A sob rushed out of me. I couldn’t do this. I couldn’t. Ethan was breaking things open that couldn’t be put back together.
“I’ve been in love with Julia for a very long time,” Ethan said. “So in love with her that it felt too big and too frightening to ever acknowledge it. So I didn’t. When my father died, and I reached out to her…that’s when I knew I couldn’t hide from it anymore. And it was as big and frightening as I thought. So I got on a plane and ran away to the other side of the planet. That was my mistake. I came back to fix it. We’re here now. And we’re going to push through this to the other side.”
“And you, Julia?” Carol asked.
“I can’t,” I panted. Breathing was too hard. The anxiety was crushing me. “What are you doing?” I shouted at him. “I told you I would come back. Now you’re ruining everything!”
“I don’t want you to come back to the way things were. That’s not what all this was about. You working for me again... I don’t know why I’m even discussing it. There’s nothing to come back to.”
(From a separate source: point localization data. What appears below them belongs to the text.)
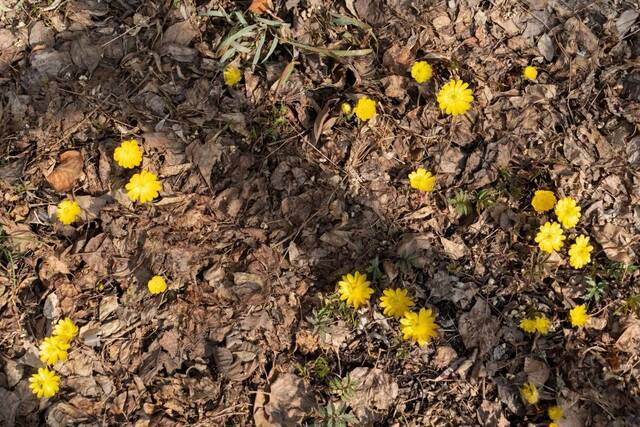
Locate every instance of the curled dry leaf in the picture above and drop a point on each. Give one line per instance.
(290, 400)
(67, 172)
(375, 390)
(260, 6)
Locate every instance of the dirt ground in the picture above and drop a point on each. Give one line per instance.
(270, 194)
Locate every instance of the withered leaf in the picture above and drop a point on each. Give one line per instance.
(67, 172)
(479, 328)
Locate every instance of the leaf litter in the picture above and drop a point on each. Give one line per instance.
(271, 194)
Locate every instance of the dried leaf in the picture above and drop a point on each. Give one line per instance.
(545, 46)
(67, 172)
(290, 402)
(616, 243)
(629, 341)
(260, 6)
(374, 390)
(479, 328)
(625, 21)
(536, 370)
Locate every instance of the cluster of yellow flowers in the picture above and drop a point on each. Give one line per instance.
(157, 285)
(231, 75)
(142, 187)
(419, 327)
(550, 237)
(45, 382)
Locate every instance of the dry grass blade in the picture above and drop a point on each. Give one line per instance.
(335, 53)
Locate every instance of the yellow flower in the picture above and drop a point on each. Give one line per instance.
(68, 211)
(455, 98)
(550, 237)
(555, 412)
(395, 302)
(543, 325)
(231, 75)
(419, 327)
(580, 252)
(44, 383)
(543, 200)
(143, 186)
(421, 71)
(53, 349)
(578, 316)
(365, 109)
(128, 154)
(568, 212)
(528, 325)
(65, 329)
(529, 393)
(537, 324)
(157, 285)
(355, 289)
(422, 180)
(530, 72)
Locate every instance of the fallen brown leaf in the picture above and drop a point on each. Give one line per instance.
(67, 172)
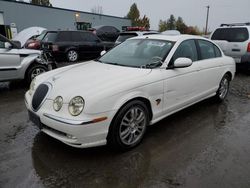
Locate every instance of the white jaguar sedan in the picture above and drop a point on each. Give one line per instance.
(113, 99)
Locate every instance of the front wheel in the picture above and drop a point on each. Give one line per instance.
(129, 126)
(223, 88)
(72, 56)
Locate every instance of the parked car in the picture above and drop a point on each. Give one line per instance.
(106, 33)
(35, 43)
(28, 34)
(129, 34)
(234, 40)
(73, 45)
(17, 63)
(139, 82)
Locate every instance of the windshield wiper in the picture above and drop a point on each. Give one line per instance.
(116, 64)
(152, 65)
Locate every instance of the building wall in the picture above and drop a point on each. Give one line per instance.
(26, 15)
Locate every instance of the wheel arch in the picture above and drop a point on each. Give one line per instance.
(145, 100)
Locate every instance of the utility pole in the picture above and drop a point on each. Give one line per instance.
(207, 19)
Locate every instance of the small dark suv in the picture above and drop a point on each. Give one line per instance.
(234, 40)
(106, 33)
(73, 45)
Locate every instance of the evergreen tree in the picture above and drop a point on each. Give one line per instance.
(180, 25)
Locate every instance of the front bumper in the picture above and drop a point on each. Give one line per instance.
(80, 133)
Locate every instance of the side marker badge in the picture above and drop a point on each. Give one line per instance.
(158, 101)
I tried to think. I tried to breath. Nothing made sense anymore. He didn’t love me. He’d never loved me. If he’d loved me…
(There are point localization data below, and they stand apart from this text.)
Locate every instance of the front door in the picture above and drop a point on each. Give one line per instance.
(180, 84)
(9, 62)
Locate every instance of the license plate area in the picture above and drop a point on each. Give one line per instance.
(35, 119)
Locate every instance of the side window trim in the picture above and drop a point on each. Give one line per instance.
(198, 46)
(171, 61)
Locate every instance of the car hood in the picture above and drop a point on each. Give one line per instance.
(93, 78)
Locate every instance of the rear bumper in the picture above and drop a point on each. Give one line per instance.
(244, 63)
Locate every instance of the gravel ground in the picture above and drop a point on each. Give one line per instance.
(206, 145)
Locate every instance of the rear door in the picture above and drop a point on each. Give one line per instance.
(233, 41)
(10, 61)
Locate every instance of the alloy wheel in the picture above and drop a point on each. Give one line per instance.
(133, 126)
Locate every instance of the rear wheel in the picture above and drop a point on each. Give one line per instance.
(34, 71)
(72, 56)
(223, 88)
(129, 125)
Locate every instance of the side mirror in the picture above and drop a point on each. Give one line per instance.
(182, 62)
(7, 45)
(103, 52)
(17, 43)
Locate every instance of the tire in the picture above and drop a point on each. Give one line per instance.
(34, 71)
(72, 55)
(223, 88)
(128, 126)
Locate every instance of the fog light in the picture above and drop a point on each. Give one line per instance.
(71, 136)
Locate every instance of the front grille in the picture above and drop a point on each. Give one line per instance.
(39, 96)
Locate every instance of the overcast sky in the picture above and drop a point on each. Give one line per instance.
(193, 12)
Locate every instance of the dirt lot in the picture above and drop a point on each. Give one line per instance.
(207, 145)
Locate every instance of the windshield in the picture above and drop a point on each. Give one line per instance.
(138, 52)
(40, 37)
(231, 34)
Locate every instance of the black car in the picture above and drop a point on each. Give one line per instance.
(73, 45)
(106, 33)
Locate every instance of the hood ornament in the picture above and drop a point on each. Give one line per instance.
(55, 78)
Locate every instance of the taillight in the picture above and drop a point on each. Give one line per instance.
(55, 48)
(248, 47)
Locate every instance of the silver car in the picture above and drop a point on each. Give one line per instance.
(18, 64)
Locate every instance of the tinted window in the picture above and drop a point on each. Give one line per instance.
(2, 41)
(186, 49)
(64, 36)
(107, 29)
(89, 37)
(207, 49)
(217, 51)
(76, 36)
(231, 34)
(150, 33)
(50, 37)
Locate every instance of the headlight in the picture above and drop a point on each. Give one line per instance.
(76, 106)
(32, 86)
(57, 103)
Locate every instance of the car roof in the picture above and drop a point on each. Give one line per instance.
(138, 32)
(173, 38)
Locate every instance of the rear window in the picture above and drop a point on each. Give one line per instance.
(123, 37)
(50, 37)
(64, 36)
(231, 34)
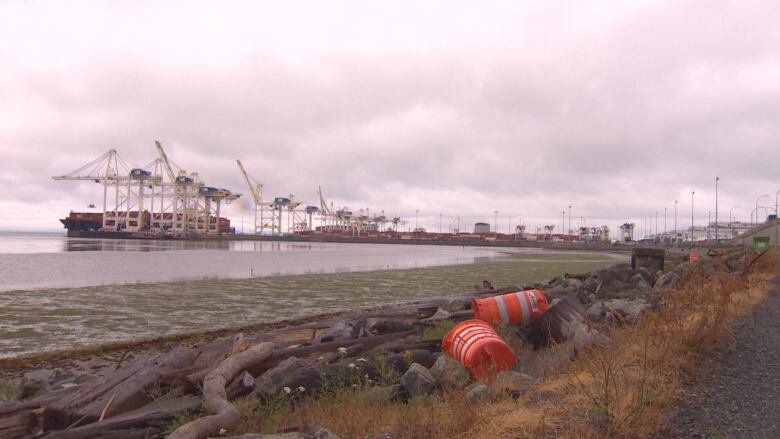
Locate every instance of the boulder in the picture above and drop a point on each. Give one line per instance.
(580, 337)
(513, 383)
(596, 312)
(631, 309)
(39, 375)
(382, 395)
(450, 374)
(479, 393)
(667, 280)
(418, 381)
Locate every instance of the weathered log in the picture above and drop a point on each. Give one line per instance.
(40, 401)
(223, 415)
(551, 325)
(126, 389)
(155, 414)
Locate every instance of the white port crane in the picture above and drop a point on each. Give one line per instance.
(126, 183)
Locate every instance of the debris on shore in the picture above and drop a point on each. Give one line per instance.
(139, 397)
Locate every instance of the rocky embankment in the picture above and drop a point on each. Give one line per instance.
(391, 354)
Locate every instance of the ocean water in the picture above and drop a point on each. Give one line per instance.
(59, 293)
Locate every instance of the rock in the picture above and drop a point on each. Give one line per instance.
(590, 284)
(344, 330)
(479, 393)
(440, 314)
(418, 381)
(324, 433)
(10, 392)
(581, 336)
(382, 395)
(38, 375)
(631, 309)
(596, 312)
(512, 382)
(555, 292)
(450, 374)
(668, 280)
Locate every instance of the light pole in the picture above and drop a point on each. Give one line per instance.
(664, 223)
(563, 222)
(716, 209)
(760, 197)
(675, 221)
(731, 225)
(692, 194)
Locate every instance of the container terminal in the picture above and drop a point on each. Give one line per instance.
(163, 201)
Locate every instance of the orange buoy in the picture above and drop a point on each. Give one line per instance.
(517, 308)
(476, 345)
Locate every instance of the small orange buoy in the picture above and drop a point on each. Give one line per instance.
(476, 345)
(517, 308)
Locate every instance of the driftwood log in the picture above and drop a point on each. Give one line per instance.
(222, 414)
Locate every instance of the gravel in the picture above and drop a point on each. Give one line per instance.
(737, 392)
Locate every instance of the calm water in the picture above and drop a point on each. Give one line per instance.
(62, 293)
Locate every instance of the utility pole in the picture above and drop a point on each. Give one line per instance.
(692, 194)
(675, 221)
(716, 209)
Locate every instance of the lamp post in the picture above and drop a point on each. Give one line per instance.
(760, 197)
(731, 225)
(716, 209)
(563, 222)
(692, 194)
(664, 223)
(675, 221)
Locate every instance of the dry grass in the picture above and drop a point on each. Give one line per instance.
(622, 390)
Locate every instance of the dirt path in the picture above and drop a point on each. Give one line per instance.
(737, 392)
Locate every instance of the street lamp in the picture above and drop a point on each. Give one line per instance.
(731, 225)
(760, 197)
(692, 194)
(675, 221)
(716, 209)
(563, 222)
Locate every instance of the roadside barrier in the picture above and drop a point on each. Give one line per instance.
(518, 308)
(476, 345)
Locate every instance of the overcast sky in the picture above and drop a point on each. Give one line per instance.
(454, 108)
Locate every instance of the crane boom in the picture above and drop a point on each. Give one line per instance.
(256, 188)
(166, 162)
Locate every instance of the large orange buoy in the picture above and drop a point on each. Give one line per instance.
(476, 345)
(517, 308)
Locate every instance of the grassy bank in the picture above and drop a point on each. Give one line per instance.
(621, 390)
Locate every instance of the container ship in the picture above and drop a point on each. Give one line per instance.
(90, 224)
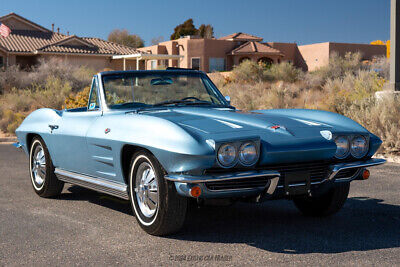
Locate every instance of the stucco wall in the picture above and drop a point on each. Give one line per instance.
(367, 51)
(315, 55)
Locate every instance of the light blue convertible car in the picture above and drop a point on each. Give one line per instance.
(162, 138)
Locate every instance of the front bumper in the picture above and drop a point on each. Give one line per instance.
(184, 183)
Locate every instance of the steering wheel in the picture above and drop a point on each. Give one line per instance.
(191, 97)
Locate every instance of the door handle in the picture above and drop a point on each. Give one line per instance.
(53, 127)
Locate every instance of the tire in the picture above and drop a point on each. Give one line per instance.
(165, 217)
(326, 204)
(44, 181)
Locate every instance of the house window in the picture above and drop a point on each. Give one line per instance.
(216, 64)
(196, 63)
(153, 64)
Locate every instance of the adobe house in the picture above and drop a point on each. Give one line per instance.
(213, 54)
(222, 54)
(318, 55)
(28, 42)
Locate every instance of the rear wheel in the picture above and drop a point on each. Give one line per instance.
(44, 181)
(158, 208)
(325, 205)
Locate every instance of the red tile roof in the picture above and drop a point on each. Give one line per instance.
(255, 47)
(46, 41)
(241, 36)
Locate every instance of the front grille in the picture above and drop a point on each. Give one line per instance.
(238, 183)
(318, 170)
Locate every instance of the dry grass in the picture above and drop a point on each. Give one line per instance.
(46, 85)
(345, 86)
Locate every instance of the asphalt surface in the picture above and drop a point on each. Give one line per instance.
(82, 227)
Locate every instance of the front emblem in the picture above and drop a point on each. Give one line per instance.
(275, 127)
(326, 134)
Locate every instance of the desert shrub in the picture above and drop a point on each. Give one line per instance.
(284, 71)
(381, 117)
(79, 99)
(17, 104)
(77, 76)
(342, 92)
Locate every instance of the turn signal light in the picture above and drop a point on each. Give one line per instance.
(195, 191)
(365, 174)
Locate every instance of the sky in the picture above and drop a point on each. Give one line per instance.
(300, 21)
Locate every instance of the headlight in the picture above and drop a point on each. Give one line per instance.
(342, 147)
(248, 153)
(358, 146)
(227, 155)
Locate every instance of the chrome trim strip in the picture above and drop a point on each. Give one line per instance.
(94, 183)
(17, 145)
(216, 178)
(358, 164)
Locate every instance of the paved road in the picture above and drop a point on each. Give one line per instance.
(86, 228)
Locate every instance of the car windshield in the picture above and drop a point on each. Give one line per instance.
(153, 89)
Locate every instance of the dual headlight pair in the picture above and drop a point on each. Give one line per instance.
(230, 153)
(356, 145)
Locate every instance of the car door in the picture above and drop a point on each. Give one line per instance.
(69, 134)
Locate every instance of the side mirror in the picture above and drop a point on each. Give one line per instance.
(228, 99)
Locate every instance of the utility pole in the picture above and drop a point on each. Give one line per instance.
(395, 45)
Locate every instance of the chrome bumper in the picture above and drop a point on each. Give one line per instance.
(358, 164)
(222, 177)
(184, 183)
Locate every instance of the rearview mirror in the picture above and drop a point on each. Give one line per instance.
(228, 99)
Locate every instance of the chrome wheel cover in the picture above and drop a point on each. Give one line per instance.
(38, 166)
(146, 189)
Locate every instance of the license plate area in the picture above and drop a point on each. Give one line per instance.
(297, 183)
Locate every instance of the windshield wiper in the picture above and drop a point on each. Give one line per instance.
(169, 103)
(184, 103)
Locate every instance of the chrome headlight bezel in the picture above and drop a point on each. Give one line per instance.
(347, 151)
(235, 159)
(352, 149)
(241, 157)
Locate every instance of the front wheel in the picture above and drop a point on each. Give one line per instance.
(325, 205)
(158, 208)
(44, 181)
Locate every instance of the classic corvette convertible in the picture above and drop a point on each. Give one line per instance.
(162, 139)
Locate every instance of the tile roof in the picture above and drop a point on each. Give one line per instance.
(255, 47)
(46, 41)
(241, 36)
(28, 41)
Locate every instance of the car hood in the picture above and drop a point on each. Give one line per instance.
(210, 121)
(285, 135)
“What do you mean?” I asked him.
“I sold it. The company. Phoenix. All of it. It’s gone. No more job. And I’m not your boss anymore. That’s why I was late getting here today. There was an endless amount of red tape Daniel had to walk me through. Julia? Look at me. What are you thinking?”
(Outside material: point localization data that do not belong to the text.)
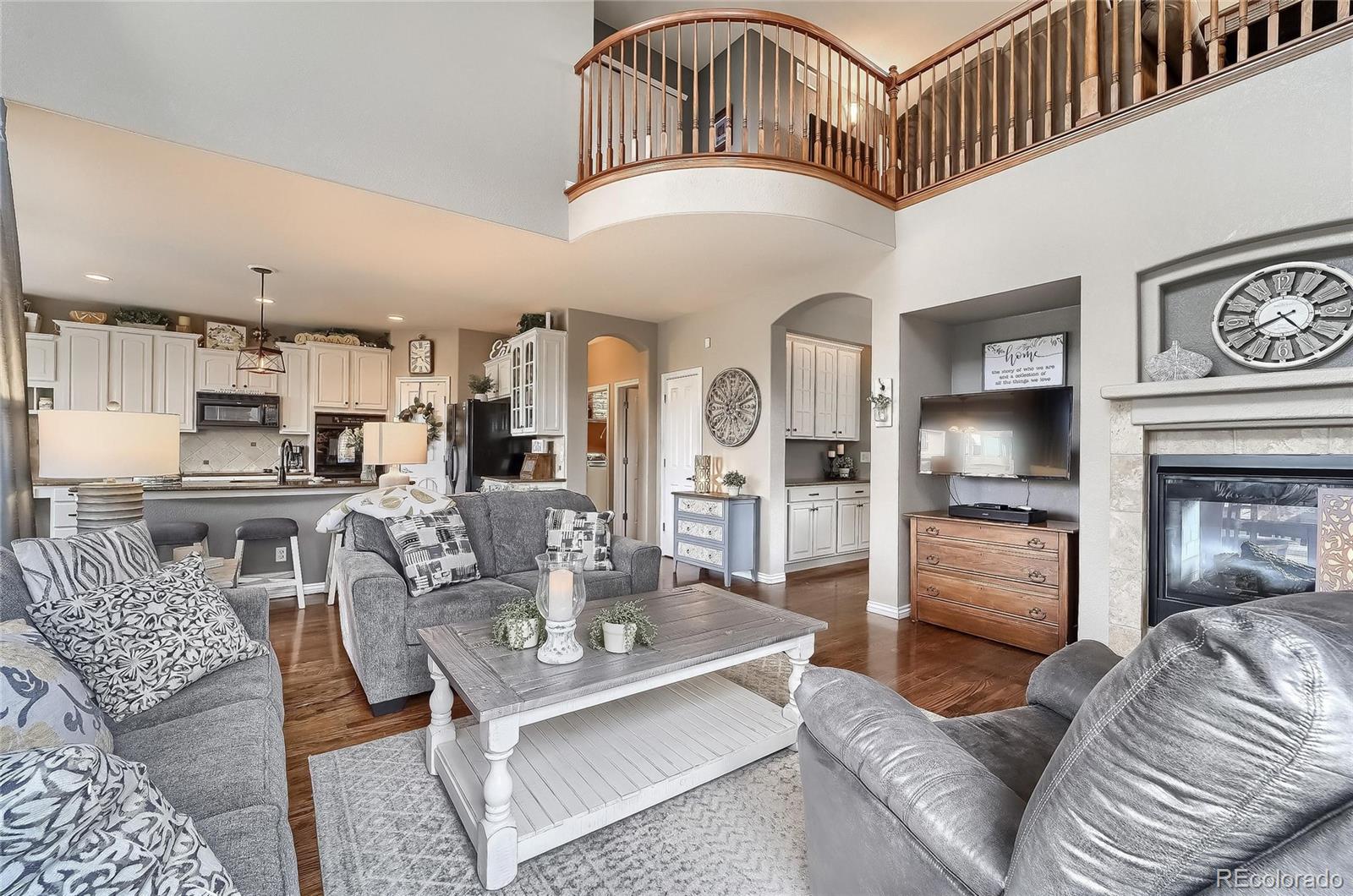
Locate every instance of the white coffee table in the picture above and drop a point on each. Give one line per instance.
(552, 753)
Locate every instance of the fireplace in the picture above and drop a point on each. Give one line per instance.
(1228, 529)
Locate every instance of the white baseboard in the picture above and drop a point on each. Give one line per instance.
(890, 610)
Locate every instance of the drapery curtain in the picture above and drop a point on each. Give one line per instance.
(15, 475)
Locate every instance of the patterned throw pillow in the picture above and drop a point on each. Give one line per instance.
(42, 700)
(65, 567)
(81, 821)
(141, 642)
(383, 504)
(586, 533)
(435, 549)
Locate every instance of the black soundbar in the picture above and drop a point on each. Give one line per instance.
(998, 512)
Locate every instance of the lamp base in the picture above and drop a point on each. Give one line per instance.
(105, 505)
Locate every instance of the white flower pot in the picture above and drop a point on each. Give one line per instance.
(617, 637)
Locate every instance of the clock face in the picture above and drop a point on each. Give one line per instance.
(1285, 315)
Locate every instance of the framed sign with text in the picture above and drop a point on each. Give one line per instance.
(1027, 363)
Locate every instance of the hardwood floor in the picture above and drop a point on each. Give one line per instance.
(937, 669)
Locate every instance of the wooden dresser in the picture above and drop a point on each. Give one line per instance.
(1005, 581)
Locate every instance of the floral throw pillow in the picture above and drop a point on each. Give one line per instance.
(81, 821)
(575, 533)
(42, 700)
(140, 642)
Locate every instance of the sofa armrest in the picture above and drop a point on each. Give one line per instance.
(960, 814)
(639, 560)
(1064, 681)
(250, 605)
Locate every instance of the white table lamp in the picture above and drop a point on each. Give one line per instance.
(394, 444)
(103, 450)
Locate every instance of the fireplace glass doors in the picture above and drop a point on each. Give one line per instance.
(1233, 529)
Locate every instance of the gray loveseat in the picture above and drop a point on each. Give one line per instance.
(507, 529)
(214, 750)
(1215, 751)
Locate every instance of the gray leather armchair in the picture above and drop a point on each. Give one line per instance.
(1224, 742)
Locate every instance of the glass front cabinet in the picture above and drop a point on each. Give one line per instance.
(538, 382)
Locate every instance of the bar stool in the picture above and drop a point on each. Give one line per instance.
(270, 528)
(179, 535)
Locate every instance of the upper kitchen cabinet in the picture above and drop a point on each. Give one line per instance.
(538, 382)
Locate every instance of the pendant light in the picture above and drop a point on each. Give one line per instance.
(259, 358)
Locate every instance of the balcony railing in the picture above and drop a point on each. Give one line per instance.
(762, 90)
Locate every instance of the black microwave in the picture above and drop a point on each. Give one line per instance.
(237, 409)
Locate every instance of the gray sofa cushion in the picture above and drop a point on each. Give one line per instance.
(216, 761)
(255, 679)
(518, 524)
(455, 604)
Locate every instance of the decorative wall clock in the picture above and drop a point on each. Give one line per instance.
(419, 356)
(1285, 315)
(732, 407)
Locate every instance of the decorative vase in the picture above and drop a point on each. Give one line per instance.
(619, 637)
(561, 594)
(1177, 363)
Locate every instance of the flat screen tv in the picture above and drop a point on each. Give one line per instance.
(1022, 434)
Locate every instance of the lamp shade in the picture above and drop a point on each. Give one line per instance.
(394, 443)
(105, 444)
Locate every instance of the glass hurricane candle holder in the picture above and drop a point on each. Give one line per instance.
(561, 594)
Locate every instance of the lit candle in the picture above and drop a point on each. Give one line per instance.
(561, 603)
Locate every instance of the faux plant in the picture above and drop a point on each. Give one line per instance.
(622, 614)
(141, 315)
(507, 623)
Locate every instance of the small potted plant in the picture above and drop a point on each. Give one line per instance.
(617, 627)
(518, 624)
(480, 386)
“You. Sold. The. Company.” I shook my head trying to clear the buzzing in my ears. This was madness. The company had meant everything to Ethan. It was his life’s work. Money was like some secondary prize for him. What he cared about were the ideas. Always the ideas. He’d already revolutionized the medical industry. He was working on the airline industry. None of this made sense.
He nodded. “I thought that if we were going to do this, we should be equals.”
Equal. Equal with Ethan. That didn’t seem right.
“Julia, you haven’t said how you felt. About Ethan,” Carol prompted.
I looked at the counselor, so calm, so unfazed as she sat there pushing all my buttons to the point where I felt like I was coming apart at the seams.
“I feel…I feel…like...” I looked at the clock on the wall behind her. The clock I’d used as a focal point to see my way through this. A countdown until I could finally be free. Only, in the end, I’d nearly caved, offered him everything he wanted, which was for me to stay.
Only there was no place to stay anymore.
He sold the company. He said he loved me.
None of that could be true.
“I feel like the hour is up.” I stood, my legs barely able to hold me.
“Jules, don’t do this,” Ethan growled.
“You said one hour. I gave you that hour. Goodbye, Ethan.”
“Jules!”
He was shouting but I wasn’t listening. I had to get out of that office. I had to or I was going to fall apart. So I ran. On my fancy heels, through the lobby, to the elevators.
The doors were closing as Ethan came through the lobby still shouting my name. Ordering me not to go. Demanding that I come back and talk to him.
Because that’s how it had always been between us. He was the boss and I was his loyal servant. Until I wasn’t.
“You’re not the boss of me anymore!” I shouted at him through the closing doors.
And when they closed, shutting him out, I slid down the back of the elevator until my ass hit the floor, and I sobbed.